Pseudo-Covalent Approach

Since our initial approach did not uncover tremendous differences in the interactions between the BlaR1 and the considered antibiotics, we explored an alternative method. In the previous non-covalent approach, we optimized the protein's interface considering potential conformations of the antibiotics. This approach could lead to changes in amino acids that do not interact with the antibiotic in its inactive state (open β-lactam ring). However, the protocol proposed by Rosetta was not suitable for dealing with covalent binding. Therefore, we pursued optimization of the protein interface using the inactive state of the antibiotics without actually forming a covalent bond with the protein. The rest of the pipeline remained. We call this the pseudo-covalent approach.

The pseudo-covalent approach, in a similar vein, did not produce a structure with markedly increased estimated binding affinities for Penicillin G. Surprisingly, the optimization consistently leaned towards Ampicillin, regardless of the intended antibiotic in the interface design. However, upon closer inspection of the top three results for Penicillin G, we did discover mutants that exhibited notably exceptional estimated binding affinities for Ampicillin.

Most optimized BlaR1 mutant optimized for Penicillin G show much higher estimated binding affinity towards Ampicillin in the pseudo-covalent approach.

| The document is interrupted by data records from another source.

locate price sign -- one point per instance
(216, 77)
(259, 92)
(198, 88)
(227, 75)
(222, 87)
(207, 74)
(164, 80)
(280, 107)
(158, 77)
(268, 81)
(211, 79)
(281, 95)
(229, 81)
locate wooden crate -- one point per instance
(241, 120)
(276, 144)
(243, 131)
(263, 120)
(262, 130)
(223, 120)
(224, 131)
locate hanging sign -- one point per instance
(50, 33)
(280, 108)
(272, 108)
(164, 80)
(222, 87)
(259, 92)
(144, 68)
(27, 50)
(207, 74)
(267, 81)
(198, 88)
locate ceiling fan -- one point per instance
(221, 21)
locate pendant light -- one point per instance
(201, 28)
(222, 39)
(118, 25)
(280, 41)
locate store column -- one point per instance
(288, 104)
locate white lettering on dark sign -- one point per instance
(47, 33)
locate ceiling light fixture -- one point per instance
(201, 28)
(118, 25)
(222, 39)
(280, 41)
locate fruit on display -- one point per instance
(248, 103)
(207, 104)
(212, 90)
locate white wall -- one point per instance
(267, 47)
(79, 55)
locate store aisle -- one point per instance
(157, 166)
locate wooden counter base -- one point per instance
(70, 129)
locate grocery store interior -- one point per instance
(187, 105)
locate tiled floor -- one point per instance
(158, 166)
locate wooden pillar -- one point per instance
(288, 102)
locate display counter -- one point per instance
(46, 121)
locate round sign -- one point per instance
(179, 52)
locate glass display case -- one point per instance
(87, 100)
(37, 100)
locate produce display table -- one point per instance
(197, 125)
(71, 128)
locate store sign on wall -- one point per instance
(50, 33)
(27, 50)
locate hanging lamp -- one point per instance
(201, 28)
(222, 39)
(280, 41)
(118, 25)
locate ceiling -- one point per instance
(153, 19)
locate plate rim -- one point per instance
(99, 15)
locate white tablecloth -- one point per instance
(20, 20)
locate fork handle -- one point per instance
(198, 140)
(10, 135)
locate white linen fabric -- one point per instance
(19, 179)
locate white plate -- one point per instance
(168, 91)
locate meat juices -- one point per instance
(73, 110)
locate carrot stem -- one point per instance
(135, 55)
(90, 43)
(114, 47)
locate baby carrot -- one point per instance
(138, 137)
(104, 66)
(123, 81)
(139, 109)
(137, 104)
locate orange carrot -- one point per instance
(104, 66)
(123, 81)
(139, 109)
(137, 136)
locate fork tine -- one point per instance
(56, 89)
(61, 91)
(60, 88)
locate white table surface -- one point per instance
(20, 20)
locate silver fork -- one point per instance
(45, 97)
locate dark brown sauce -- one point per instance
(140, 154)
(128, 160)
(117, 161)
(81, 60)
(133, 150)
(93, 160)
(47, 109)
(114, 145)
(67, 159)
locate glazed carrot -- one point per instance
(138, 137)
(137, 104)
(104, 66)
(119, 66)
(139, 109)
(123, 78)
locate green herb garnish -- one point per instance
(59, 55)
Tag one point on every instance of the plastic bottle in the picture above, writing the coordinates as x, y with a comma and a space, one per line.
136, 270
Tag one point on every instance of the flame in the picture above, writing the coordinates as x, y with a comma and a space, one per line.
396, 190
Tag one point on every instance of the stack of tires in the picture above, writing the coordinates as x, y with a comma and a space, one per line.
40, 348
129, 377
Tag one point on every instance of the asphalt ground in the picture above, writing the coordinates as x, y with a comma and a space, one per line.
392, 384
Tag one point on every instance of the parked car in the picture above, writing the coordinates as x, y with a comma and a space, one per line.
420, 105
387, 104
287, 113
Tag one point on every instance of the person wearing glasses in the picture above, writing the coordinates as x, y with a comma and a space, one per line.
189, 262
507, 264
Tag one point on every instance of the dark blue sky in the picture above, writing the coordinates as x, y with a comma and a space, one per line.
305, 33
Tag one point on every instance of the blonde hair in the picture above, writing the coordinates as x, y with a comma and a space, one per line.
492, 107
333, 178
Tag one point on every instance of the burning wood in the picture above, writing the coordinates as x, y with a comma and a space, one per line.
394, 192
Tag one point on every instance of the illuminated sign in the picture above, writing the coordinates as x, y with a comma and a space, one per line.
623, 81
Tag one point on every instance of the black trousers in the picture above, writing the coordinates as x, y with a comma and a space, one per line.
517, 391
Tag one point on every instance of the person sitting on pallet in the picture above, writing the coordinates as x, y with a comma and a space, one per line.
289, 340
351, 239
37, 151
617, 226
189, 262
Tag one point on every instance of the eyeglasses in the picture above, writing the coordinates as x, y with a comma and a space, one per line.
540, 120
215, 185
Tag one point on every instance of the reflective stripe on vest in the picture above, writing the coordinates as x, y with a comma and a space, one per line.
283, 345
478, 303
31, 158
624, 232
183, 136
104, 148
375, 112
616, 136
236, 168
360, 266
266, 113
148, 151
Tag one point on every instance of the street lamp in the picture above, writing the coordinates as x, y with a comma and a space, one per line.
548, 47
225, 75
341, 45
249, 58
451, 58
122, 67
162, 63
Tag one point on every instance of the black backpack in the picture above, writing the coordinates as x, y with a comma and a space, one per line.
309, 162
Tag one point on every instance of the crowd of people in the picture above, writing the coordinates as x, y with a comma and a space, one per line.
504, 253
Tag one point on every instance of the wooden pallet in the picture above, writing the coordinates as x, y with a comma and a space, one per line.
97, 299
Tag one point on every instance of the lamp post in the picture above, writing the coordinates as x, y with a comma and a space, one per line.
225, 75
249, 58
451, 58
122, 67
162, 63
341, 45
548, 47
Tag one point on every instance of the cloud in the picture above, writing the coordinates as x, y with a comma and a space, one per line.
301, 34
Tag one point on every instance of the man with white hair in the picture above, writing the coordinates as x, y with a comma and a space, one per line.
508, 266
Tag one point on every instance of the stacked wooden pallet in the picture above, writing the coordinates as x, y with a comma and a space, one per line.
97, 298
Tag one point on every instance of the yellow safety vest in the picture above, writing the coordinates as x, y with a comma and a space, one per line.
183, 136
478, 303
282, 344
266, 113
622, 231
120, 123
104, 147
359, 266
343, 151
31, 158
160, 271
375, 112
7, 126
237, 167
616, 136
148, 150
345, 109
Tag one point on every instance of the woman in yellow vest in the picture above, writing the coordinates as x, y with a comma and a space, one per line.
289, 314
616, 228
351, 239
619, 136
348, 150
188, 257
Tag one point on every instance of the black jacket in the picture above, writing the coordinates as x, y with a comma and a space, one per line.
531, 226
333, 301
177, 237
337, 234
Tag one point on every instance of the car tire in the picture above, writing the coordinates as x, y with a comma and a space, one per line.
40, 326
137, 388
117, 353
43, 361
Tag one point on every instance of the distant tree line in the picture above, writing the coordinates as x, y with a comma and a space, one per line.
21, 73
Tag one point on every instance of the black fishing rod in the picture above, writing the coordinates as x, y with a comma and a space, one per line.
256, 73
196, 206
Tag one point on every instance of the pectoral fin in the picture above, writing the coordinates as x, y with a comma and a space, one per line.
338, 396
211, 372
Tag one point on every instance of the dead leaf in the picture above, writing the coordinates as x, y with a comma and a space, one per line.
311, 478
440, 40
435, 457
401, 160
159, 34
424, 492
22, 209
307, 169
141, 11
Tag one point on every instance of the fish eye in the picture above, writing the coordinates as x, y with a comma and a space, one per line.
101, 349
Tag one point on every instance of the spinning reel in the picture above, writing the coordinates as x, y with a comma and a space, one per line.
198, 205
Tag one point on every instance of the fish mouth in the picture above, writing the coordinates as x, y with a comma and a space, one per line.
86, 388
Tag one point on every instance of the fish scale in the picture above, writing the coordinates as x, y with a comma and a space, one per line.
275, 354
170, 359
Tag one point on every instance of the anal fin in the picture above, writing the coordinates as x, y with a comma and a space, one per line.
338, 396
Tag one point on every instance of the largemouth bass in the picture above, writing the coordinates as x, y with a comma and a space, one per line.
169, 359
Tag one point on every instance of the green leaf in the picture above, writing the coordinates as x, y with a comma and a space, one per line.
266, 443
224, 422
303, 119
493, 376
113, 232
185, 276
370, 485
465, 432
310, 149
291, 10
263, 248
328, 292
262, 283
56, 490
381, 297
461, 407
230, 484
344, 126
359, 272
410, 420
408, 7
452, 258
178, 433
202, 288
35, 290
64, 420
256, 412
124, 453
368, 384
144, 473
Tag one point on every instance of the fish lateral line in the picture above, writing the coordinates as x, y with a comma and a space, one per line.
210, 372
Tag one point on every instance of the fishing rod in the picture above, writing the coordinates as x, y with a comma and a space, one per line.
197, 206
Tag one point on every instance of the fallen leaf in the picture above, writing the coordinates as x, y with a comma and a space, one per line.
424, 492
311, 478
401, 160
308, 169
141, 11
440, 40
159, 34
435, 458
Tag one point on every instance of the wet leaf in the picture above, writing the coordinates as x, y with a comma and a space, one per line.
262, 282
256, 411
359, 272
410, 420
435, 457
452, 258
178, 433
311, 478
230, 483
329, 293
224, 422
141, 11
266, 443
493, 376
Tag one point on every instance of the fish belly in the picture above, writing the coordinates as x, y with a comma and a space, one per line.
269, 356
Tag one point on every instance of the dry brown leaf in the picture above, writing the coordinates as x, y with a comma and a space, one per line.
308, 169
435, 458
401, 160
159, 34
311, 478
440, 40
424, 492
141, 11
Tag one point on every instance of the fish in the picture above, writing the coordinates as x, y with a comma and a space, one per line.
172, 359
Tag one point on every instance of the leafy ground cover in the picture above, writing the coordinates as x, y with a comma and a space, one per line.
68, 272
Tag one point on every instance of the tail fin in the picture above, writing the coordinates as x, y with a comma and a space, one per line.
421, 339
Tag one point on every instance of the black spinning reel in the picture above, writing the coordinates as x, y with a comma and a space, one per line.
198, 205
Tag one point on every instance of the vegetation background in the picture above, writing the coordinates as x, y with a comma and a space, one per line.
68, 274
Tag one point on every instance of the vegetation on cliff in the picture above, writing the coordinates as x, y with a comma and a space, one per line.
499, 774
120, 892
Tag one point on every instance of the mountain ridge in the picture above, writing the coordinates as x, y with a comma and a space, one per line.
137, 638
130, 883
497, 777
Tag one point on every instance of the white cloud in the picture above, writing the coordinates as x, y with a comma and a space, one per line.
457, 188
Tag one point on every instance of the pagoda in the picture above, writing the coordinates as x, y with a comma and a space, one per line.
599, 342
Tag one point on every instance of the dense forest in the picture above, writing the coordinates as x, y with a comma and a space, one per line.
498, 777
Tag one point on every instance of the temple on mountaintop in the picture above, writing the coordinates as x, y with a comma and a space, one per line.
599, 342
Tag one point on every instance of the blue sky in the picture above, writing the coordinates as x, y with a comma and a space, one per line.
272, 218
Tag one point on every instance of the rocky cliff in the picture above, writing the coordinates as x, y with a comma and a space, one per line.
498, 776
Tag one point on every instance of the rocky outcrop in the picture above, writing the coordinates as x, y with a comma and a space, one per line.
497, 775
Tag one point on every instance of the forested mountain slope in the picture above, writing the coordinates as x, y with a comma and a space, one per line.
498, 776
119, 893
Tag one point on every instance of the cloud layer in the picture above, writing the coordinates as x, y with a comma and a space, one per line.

Fig. 6 shows the discovered mutant of BlaR1 which indicates many more hydrogen bonds for Ampicillin, resulting in a higher estimated binding affinity. This finding implies that utilizing similar antibiotics in the optimization process can help achieve results that are more optimal for the desired antibiotic.

Final Remarks

Creating receptors with enhanced binding affinities for specific antibiotics is an essential requirement for our whole-cell biosensor to remain competitive in the field of antibiotic detection systems. In total, we successfully developed two mutants of BlaR1 that exhibited significantly increased estimated binding affinities for Ampicillin. In doing so, we leveraged Rosetta's interface design protocol, introducing a novel approach to identify receptor mutants tailored for specific ligands.